Jack000 commented 2 years ago

I noticed that the lm_score code processes a single sentence at a time. This is pretty slow if you're processing a large amount of data. I wrote a batched version, though it's a bit ugly. This increases processing speed by about 8x on a single 3090

import torch.nn.functional as F

def get_lm_score(sentences, batch_tokens=42000):

    def score_batch(batch, tokenizer, model):
        inputs = tokenizer(batch, padding=True, truncation=True, return_tensors="pt").to(device)
        batch_scores = []

        with torch.no_grad():
            labels = inputs["input_ids"].clone()
            labels[inputs["input_ids"] == tokenizer.pad_token_id] = -100
            out = model(input_ids=inputs["input_ids"], labels=labels, attention_mask=inputs["attention_mask"], token_type_ids=inputs["token_type_ids"])
            logits = out['logits']

            for j in range(labels.shape[0]):
                loss = F.cross_entropy(logits[j].view(-1, tokenizer.vocab_size), labels[j].view(-1))
                batch_scores.append(math.exp(loss.item()))

        return batch_scores

    model_name = 'bert-base-cased'
    model = BertForMaskedLM.from_pretrained(model_name).to(device)
    model.eval()
    tokenizer = BertTokenizerFast.from_pretrained(model_name)
    lm_score = []

    # sort sentences by length for optimal padding (getting the tokens takes too long so using string length as approximation)
    sentences_flat = []
    for sent in sentences:
        for s in sent:
            sentences_flat.append((s, len(s)))

    sentences_flat.sort(key=lambda x: x[1], reverse=True)

    batches = []

    current_batch_count = 0
    current_batch = []
    for sent in sentences_flat:
        current_batch.append(sent[0])
        current_batch_count += sent[1]
        if current_batch_count > batch_tokens:
            batches.append(current_batch)
            current_batch_count = 0
            current_batch = []

    if len(current_batch) > 0:
        batches.append(current_batch)

    score_dict = {}

    for batch in tqdm(batches):
        batch_score = score_batch(batch, tokenizer, model)
        for j, sent in enumerate(batch):
            score_dict[sent] = batch_score[j]

    for sentence in sentences:
        if len(sentence) == 0:
            lm_score.append(0.0)
            continue
        score_i = 0.0
        for x in sentence:
            if x in score_dict:
                score_i += score_dict[x]
            else:
                score_i += 10000
        score_i /= len(sentence)
        lm_score.append(score_i)
    return lm_score
WanzhengZhu commented 2 years ago

Thank you Jack!

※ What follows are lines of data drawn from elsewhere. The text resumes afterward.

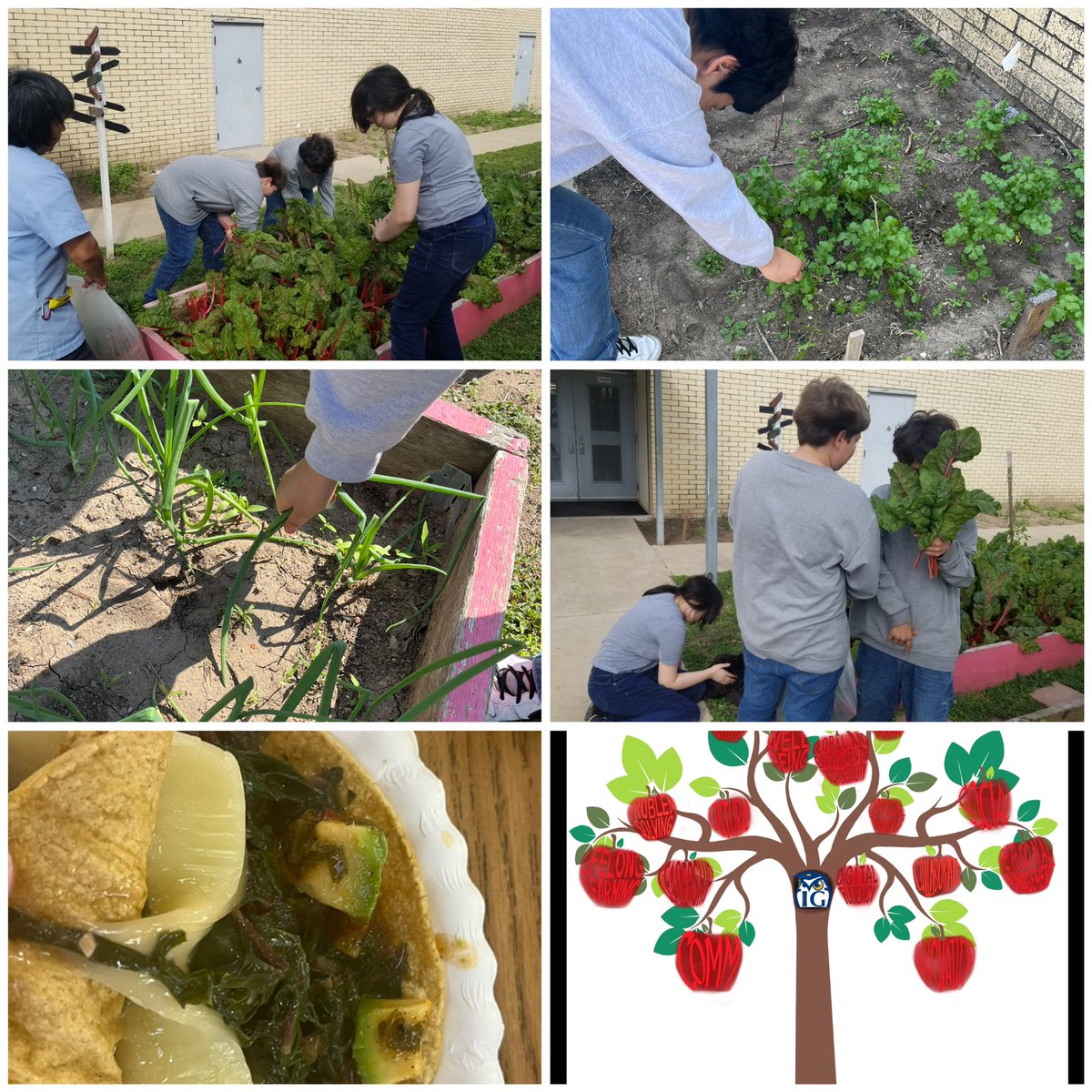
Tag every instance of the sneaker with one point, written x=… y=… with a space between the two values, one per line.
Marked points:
x=642 y=348
x=513 y=694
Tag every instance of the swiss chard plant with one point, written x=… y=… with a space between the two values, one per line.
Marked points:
x=935 y=502
x=1022 y=592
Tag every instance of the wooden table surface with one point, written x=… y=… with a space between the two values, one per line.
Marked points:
x=494 y=787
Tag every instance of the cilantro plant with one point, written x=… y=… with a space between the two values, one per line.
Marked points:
x=935 y=501
x=944 y=80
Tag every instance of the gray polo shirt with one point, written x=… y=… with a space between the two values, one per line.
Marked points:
x=436 y=151
x=805 y=539
x=650 y=632
x=300 y=178
x=191 y=188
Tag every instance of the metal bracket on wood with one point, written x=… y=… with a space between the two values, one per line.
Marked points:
x=854 y=344
x=1030 y=325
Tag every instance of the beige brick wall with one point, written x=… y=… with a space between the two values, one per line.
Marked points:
x=464 y=57
x=1048 y=76
x=1036 y=413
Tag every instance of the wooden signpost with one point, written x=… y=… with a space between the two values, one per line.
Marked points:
x=96 y=116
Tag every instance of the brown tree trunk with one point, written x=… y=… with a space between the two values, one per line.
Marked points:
x=814 y=1022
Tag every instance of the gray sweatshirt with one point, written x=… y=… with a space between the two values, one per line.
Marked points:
x=359 y=413
x=932 y=605
x=643 y=108
x=300 y=178
x=804 y=539
x=197 y=185
x=650 y=632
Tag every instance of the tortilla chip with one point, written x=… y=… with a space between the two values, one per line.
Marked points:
x=80 y=827
x=402 y=912
x=61 y=1026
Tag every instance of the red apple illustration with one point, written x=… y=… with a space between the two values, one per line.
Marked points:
x=611 y=877
x=944 y=964
x=987 y=803
x=887 y=814
x=789 y=751
x=844 y=758
x=935 y=876
x=709 y=960
x=652 y=817
x=857 y=884
x=686 y=883
x=1026 y=867
x=730 y=818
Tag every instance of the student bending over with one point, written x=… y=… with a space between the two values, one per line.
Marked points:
x=636 y=672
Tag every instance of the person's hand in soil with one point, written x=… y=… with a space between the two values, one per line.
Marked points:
x=784 y=268
x=305 y=491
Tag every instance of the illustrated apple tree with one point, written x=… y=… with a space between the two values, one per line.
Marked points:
x=707 y=937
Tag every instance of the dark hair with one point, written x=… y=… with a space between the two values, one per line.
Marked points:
x=700 y=592
x=271 y=167
x=386 y=88
x=318 y=153
x=918 y=435
x=829 y=407
x=763 y=42
x=35 y=101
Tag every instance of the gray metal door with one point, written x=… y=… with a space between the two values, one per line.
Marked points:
x=888 y=410
x=524 y=59
x=238 y=70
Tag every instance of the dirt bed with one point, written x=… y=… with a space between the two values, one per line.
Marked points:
x=119 y=620
x=656 y=289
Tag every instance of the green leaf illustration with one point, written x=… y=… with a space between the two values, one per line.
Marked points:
x=900 y=771
x=705 y=786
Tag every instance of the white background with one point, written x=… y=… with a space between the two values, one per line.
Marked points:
x=889 y=1027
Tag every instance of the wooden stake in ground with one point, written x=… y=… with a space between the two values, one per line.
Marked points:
x=854 y=344
x=1031 y=322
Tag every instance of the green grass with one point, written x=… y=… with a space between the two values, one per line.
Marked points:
x=489 y=120
x=1014 y=698
x=524 y=158
x=517 y=337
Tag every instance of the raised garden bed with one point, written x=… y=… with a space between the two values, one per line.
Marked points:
x=117 y=615
x=989 y=665
x=472 y=320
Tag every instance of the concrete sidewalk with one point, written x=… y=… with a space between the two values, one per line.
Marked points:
x=599 y=569
x=137 y=219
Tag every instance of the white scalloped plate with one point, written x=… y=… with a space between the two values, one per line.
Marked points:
x=473 y=1026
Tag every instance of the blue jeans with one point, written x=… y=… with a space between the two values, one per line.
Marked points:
x=276 y=202
x=808 y=697
x=638 y=696
x=884 y=681
x=181 y=243
x=582 y=322
x=423 y=327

Can you request a pull?

Jack000 commented 2 years ago

ah there are two things I'm not sure about.

huggingface seems to have changed their api for the model.forward call - the above code works for transformers 4.20 (the latest one) but not the one in this repo (3.3.1) The code would have to be changed if you want to keep the current transformer version.

the batched code requires a new parameter for either a batch size or number of tokens per batch. This parameter would need to be set depending on how much vram you have. I'm not sure how you'd like to expose this option in your code.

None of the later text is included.